La voz de Pernilla había adquirido un timbre acerado y luego guardó silencio un buen rato. Monika volvió a la mesa con el plato y usó el tenedor para borrar las huellas del film transparente. Entonces volvió a oírse la voz de Pernilla y sus palabras reavivaron en Monika un miedo que se abrió paso a través de su desconcierto.

– Sinceramente, me gustaría que no volvieras a llamarme más. Las cosas son como son, pero me parece que es mucho pedir que yo tenga que consolarte a ti.

Al parecer, la persona que llamaba la interrumpió, pero Pernilla continuó un par de segundos después.

– No, ya, pero ésa es la sensación que tengo. Adiós.

Se hizo el silencio, todo estaba en calma. El único que se negaba a adaptarse al sosiego reinante era el corazón de Monika. Entonces apareció Pernilla, que volvió a ocupar su asiento. En ese instante sonó el móvil de Monika. Se puso a buscarlo a tientas en el bolso que tenía a sus pies, no para contestar, sino para poner fin al irritante timbre. Echó una ojeada a la pantalla y vio que era Åse. Estuvo temblándole la mano hasta que logró rechazar la llamada. Notó que Pernilla la observaba, pero Monika le respondió antes de que pudiese formular la pregunta.

– Nada importante, mi madre, pero ya la llamaré luego.

Pernilla apartó el plato que tenía delante, aunque aún estaba casi lleno de comida.

– La que llamaba era la mujer que conducía el coche.

A Daniella se le cayó la galleta al suelo y Monika se agachó aliviada a recogerla, pues así se apartaba un segundo al menos de su vista.

– Vino por aquí otra vez un par de días después del accidente. Vino a pedir perdón, o algo así. -Pernilla resopló-. Llevaba encima tantas pastillas que no entendí bien lo que estaba pasando. Pensé mucho en ello después. Lamenté no haberla mandado a la mierda. ¿Cómo puede pensar que podré perdonarla?

De repente, Pernilla se hallaba al otro lado del túnel. Monika clavaba la mirada en su rostro, ahora rodeado por una envolvente masa de color gris oscuro. Cerró los ojos bien fuerte y volvió a abrirlos, para encontrarse con la misma visión. Y se preguntó por qué estaba abierto el grifo, quién había abierto el grifo, por qué rugía con tal fuerza.
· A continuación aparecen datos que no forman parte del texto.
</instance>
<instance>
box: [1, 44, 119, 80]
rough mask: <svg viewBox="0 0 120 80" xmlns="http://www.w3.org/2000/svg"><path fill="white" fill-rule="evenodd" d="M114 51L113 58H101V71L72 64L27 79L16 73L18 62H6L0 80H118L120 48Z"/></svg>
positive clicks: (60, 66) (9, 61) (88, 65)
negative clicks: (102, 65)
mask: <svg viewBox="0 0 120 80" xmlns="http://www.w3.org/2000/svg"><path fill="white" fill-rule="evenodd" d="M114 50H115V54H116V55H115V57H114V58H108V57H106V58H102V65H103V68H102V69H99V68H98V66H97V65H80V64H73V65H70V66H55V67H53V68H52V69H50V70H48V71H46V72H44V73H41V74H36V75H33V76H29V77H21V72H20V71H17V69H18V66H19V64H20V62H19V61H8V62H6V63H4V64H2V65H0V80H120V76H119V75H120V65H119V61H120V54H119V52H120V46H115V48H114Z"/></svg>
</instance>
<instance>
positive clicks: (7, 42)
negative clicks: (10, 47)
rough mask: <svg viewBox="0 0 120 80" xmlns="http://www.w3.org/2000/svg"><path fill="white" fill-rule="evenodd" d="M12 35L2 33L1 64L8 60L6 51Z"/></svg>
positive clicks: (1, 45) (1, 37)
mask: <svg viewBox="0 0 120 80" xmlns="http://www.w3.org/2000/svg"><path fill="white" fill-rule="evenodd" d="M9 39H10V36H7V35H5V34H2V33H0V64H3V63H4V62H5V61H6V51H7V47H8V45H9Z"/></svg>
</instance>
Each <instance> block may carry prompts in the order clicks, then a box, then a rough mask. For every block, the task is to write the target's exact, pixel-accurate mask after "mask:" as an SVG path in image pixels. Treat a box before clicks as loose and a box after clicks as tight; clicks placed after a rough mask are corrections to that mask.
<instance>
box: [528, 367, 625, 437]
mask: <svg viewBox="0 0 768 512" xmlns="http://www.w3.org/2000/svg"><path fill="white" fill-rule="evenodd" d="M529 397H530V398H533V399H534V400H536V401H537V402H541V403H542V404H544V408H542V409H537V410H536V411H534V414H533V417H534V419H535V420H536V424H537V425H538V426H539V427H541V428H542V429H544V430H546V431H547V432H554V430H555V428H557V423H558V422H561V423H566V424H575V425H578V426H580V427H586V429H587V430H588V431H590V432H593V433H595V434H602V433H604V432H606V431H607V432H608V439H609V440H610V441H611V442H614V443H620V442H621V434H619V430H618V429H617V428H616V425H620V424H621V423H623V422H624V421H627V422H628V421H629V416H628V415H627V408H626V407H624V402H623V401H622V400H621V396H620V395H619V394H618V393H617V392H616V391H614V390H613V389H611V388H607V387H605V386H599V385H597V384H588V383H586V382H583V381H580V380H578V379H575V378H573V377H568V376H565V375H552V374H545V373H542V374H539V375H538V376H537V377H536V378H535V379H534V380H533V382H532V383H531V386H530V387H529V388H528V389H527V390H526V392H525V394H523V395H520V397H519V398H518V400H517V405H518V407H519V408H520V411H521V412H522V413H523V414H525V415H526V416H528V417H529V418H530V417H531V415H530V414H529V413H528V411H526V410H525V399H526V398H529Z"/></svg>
– ¿Qué te pasa? ¿No te encuentras bien?

Respiraba con rapidez y de forma entrecortada.

– Sí, bueno, tengo que irme.

– Pero también he preparado un postre.

Monika se levantó de la silla.

– Tengo que irme.

Al levantarse, el túnel desapareció. El rugido del agua persistía, pero vio que el grifo estaba cerrado, así que el raudal de agua debía de proceder de otro lugar del apartamento.

Avanzó con paso vacilante hasta el vestíbulo, apoyándose en los marcos de las puertas y en las paredes. Pernilla iba detrás.

– ¿Estás bien?

– Sí, pero tengo que irme ya.

Se calzó las botas y se puso el abrigo. Pernilla sostenía su bolso en la mano y se lo tendió.

– Te llamaré mañana.

Monika no respondió, sino que abrió la puerta sin decir nada. Pensaba marcharse. Pernilla le había pedido que se quedase, pero ella pensaba marcharse. Vendría cualquier otro día, porque Pernilla era su amiga y estaba agradecida por su amistad, por todo lo que Monika había hecho por ella. No le había pedido que se fuera a la mierda, como habría querido hacer con Åse; al contrario, ellas dos eran amigas de verdad y en las amigas de verdad se puede confiar. Ellas no se mentían. Y estaban para lo bueno y para lo malo y siempre podías contar con ellas.

A Pernilla sólo le quedaba una amiga, y esa amiga era la honrada Monika Lundvall.

Si, por alguna razón, ella también la traicionase, Pernilla se quedaría completamente sola.